Number Of Ingredients 6
Steps:
- Preheat oven to 325°. In a bowl, cream butter and sugar until light and fluffy, 5-7 minutes. Beat in the egg and vanilla. Gradually add flour. Roll dough into 1-in. balls. Place 2 in. apart on ungreased baking sheets; flatten slightly with fingers. , Bake until edges are golden brown, 17-20 minutes. Cool for 2 minutes before removing to wire racks to cool completely. Dust with confectioners' sugar.
Nutrition Facts : Calories 128 calories, Fat 6g fat (4g saturated fat), Cholesterol 24mg cholesterol, Sodium 211mg sodium, Carbohydrate 18g carbohydrate (8g sugars, Fiber 0 fiber), Protein 2g protein.
Tips:
- Use high-quality ingredients: The quality of your ingredients will directly affect the taste of your cookies. Make sure to use fresh butter, eggs, and flour.
- Chill the dough before baking: This will help the cookies to hold their shape and prevent them from spreading too much.
- Bake the cookies until they are just set: Overbaking will make the cookies dry and crumbly. Look for the cookies to be slightly golden brown around the edges and just set in the center.

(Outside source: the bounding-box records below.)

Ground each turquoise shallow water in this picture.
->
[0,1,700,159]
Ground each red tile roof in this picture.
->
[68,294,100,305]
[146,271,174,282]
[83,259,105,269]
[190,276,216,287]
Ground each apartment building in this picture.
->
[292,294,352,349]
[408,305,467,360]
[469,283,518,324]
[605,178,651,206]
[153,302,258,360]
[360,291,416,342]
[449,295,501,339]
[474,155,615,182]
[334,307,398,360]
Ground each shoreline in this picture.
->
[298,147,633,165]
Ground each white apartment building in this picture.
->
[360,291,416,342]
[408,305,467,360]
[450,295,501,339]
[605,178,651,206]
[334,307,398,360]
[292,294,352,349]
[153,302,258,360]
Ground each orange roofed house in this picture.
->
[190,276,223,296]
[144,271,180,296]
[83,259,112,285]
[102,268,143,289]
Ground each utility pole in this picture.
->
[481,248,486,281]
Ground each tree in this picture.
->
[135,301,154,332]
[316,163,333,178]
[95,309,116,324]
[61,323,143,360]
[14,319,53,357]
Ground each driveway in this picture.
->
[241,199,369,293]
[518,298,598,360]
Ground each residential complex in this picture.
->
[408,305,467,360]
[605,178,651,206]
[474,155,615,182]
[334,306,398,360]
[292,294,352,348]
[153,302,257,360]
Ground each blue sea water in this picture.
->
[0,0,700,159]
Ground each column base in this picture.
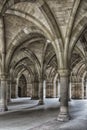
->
[57,113,70,122]
[38,100,44,105]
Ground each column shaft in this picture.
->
[57,70,69,121]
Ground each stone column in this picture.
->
[69,81,72,101]
[58,78,60,99]
[86,78,87,99]
[15,78,19,98]
[7,80,11,102]
[57,70,70,121]
[11,81,16,98]
[39,79,44,105]
[0,16,7,111]
[31,80,39,100]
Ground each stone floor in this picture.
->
[0,98,87,130]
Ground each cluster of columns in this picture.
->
[0,16,72,121]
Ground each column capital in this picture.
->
[58,69,70,77]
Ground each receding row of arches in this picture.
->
[0,0,87,121]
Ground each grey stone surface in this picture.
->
[0,99,87,130]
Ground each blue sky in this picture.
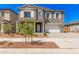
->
[0,4,79,23]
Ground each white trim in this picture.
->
[54,12,61,19]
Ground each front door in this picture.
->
[36,23,42,32]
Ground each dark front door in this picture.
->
[36,23,42,32]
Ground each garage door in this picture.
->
[49,29,60,32]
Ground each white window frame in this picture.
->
[54,12,61,19]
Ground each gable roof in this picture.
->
[0,8,18,15]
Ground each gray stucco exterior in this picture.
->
[19,5,64,32]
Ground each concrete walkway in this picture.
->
[48,33,79,48]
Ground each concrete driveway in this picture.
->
[48,33,79,48]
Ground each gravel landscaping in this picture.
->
[0,41,59,48]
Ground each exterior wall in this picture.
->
[45,23,61,32]
[19,7,64,32]
[0,9,18,33]
[69,24,79,32]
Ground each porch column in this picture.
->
[42,21,45,33]
[34,22,36,33]
[1,21,4,34]
[16,21,18,32]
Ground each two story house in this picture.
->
[18,4,64,33]
[0,9,18,34]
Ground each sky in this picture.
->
[0,4,79,23]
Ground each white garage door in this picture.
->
[49,29,60,32]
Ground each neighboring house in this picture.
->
[18,4,64,33]
[65,21,79,32]
[0,9,18,33]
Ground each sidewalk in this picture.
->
[0,48,79,54]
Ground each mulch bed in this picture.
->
[0,42,59,48]
[0,34,48,38]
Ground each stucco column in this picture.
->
[34,22,36,33]
[1,21,4,34]
[16,21,18,32]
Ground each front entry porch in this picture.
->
[35,22,45,33]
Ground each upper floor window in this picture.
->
[24,12,31,17]
[1,12,4,17]
[54,12,61,19]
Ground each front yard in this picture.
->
[0,41,59,48]
[0,33,48,38]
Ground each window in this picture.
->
[24,12,31,17]
[45,13,50,19]
[54,12,61,19]
[1,12,4,17]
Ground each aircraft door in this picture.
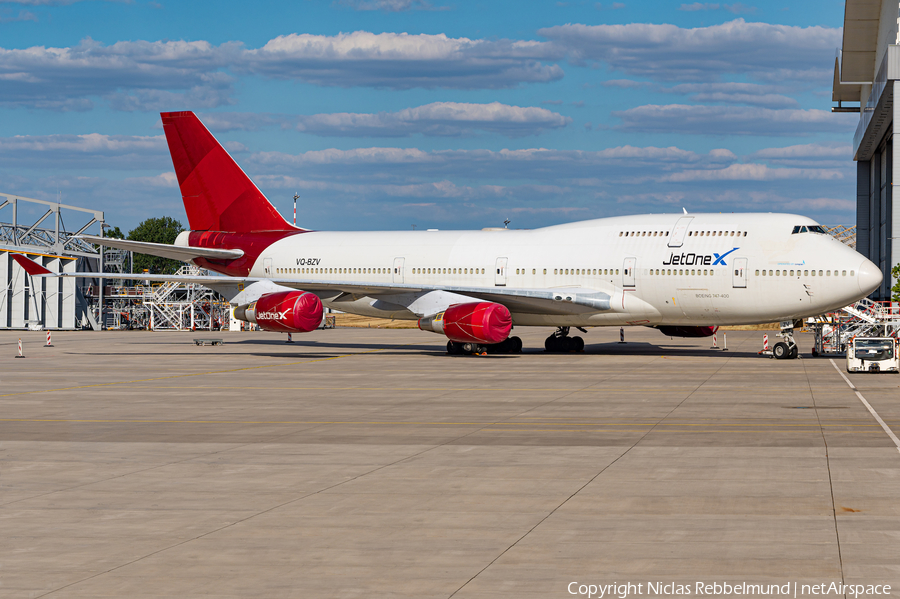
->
[732,258,747,289]
[622,258,637,287]
[494,258,509,287]
[669,216,694,247]
[394,258,406,283]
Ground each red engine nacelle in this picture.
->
[234,291,322,333]
[419,302,512,344]
[657,326,719,337]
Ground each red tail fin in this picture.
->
[161,112,297,233]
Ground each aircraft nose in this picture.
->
[856,260,884,295]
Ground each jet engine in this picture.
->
[657,326,719,337]
[419,302,512,345]
[234,291,322,333]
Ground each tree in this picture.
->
[128,216,184,275]
[103,227,125,239]
[891,264,900,302]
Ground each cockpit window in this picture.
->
[791,225,828,235]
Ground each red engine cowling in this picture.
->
[657,326,719,337]
[419,302,512,344]
[234,291,322,333]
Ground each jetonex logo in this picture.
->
[256,309,290,320]
[663,248,740,266]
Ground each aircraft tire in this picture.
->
[572,336,584,351]
[772,341,790,360]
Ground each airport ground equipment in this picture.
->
[807,298,900,356]
[847,337,900,372]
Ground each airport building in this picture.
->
[832,0,900,300]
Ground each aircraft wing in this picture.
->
[11,253,612,314]
[78,235,244,262]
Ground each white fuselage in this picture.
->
[241,214,881,326]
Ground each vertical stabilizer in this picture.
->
[161,112,298,233]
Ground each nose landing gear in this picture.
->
[763,320,800,360]
[544,327,587,353]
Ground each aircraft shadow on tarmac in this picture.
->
[51,339,757,359]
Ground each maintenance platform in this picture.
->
[0,328,900,599]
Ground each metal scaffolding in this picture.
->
[0,193,104,329]
[97,265,231,331]
[808,298,900,355]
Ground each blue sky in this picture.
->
[0,0,856,232]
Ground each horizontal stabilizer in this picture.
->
[79,235,244,262]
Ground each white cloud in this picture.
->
[749,142,853,167]
[297,102,572,137]
[660,164,844,183]
[538,19,841,81]
[0,31,563,111]
[0,133,171,169]
[612,104,856,136]
[0,38,239,110]
[241,31,563,89]
[678,2,756,15]
[658,82,800,108]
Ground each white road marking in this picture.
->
[829,360,900,458]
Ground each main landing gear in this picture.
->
[772,320,800,360]
[544,327,587,353]
[447,337,522,356]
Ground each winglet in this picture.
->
[10,254,54,277]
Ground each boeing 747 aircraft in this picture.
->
[10,112,882,358]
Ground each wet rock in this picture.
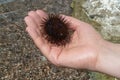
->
[0,0,88,80]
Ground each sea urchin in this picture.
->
[41,14,72,46]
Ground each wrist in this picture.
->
[96,41,120,77]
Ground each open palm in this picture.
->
[25,10,103,69]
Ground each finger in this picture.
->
[62,15,90,29]
[28,11,40,26]
[24,16,37,29]
[36,10,48,21]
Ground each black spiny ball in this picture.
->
[41,14,72,46]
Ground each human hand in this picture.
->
[25,10,104,70]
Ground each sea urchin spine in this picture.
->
[41,14,71,46]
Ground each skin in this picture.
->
[24,10,120,78]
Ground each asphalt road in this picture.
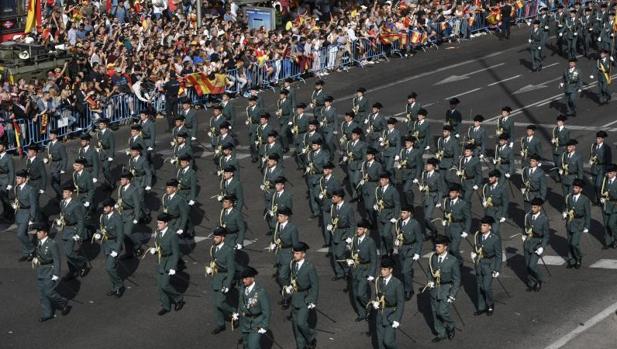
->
[0,27,617,349]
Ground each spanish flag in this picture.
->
[185,73,227,96]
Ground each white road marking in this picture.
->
[444,87,482,101]
[544,303,617,349]
[486,74,521,86]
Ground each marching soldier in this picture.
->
[471,216,502,316]
[351,87,369,120]
[319,96,339,161]
[309,80,326,119]
[206,227,236,328]
[232,267,272,349]
[394,205,424,301]
[558,139,583,197]
[371,257,405,348]
[219,195,246,250]
[522,197,549,292]
[94,198,126,298]
[591,50,612,104]
[373,172,401,256]
[364,102,386,148]
[268,207,298,309]
[600,164,617,250]
[285,241,319,349]
[276,88,294,153]
[426,235,461,343]
[33,224,71,322]
[116,172,143,257]
[465,114,487,159]
[521,125,542,167]
[394,136,424,205]
[304,139,334,218]
[340,127,366,200]
[176,154,197,206]
[559,58,582,116]
[264,176,294,235]
[441,184,471,266]
[0,142,14,218]
[219,166,245,210]
[456,144,482,206]
[496,106,514,141]
[435,125,461,184]
[589,131,613,204]
[245,96,264,162]
[26,144,47,199]
[45,129,69,200]
[521,155,547,212]
[446,97,463,138]
[418,158,446,237]
[551,115,570,182]
[409,108,431,151]
[346,220,378,322]
[482,170,510,236]
[161,178,192,237]
[562,178,591,269]
[379,118,401,173]
[150,213,184,316]
[96,118,116,189]
[528,20,545,72]
[55,184,91,280]
[77,133,101,183]
[314,162,341,247]
[325,189,354,280]
[11,170,39,262]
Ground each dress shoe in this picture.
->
[60,304,73,316]
[39,315,56,322]
[174,300,186,311]
[210,326,225,334]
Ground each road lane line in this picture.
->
[486,74,521,86]
[544,303,617,349]
[444,87,482,101]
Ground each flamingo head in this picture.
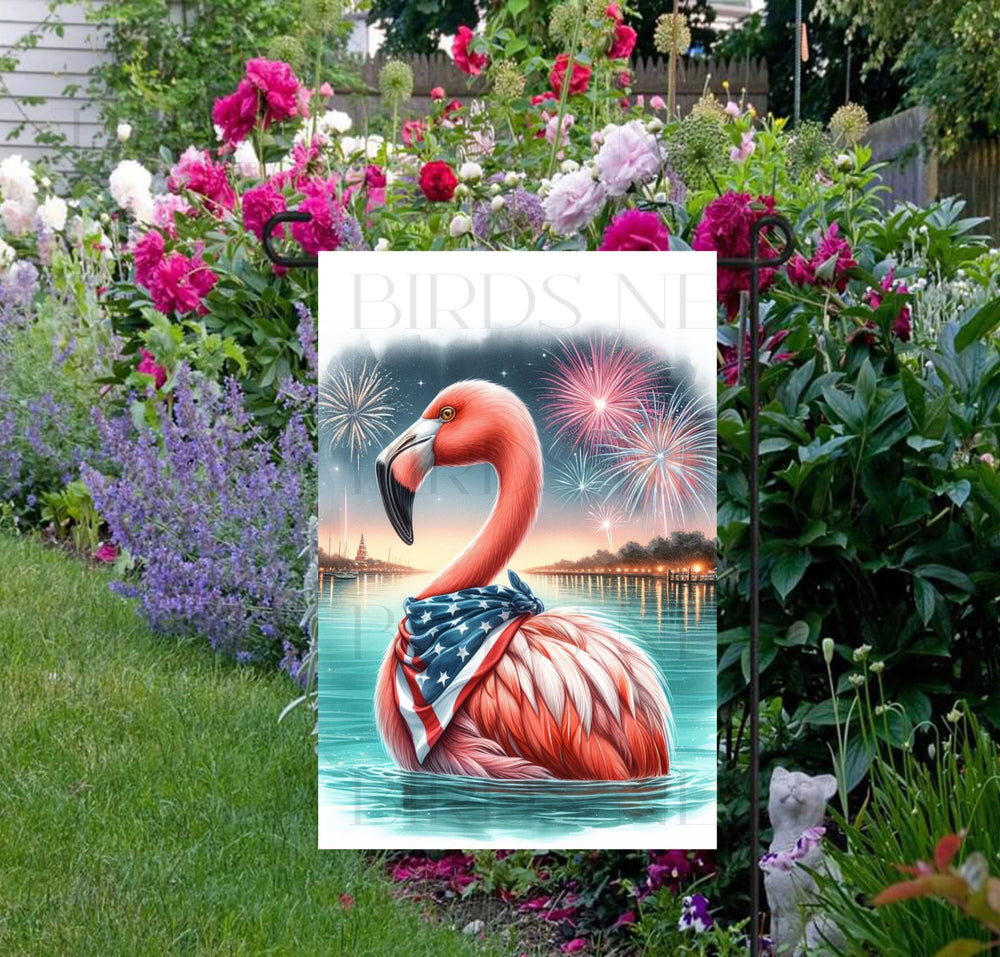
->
[375,379,541,545]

- Let the cookies cool completely before storing them: This will help them to keep their shape and texture.
Conclusion:
Polish tea cookies are a delicious and easy-to-make treat that are perfect for any occasion. With a few simple ingredients and a little bit of time, you can create a batch of these classic cookies that everyone will love. So what are you waiting for? Give them a try today!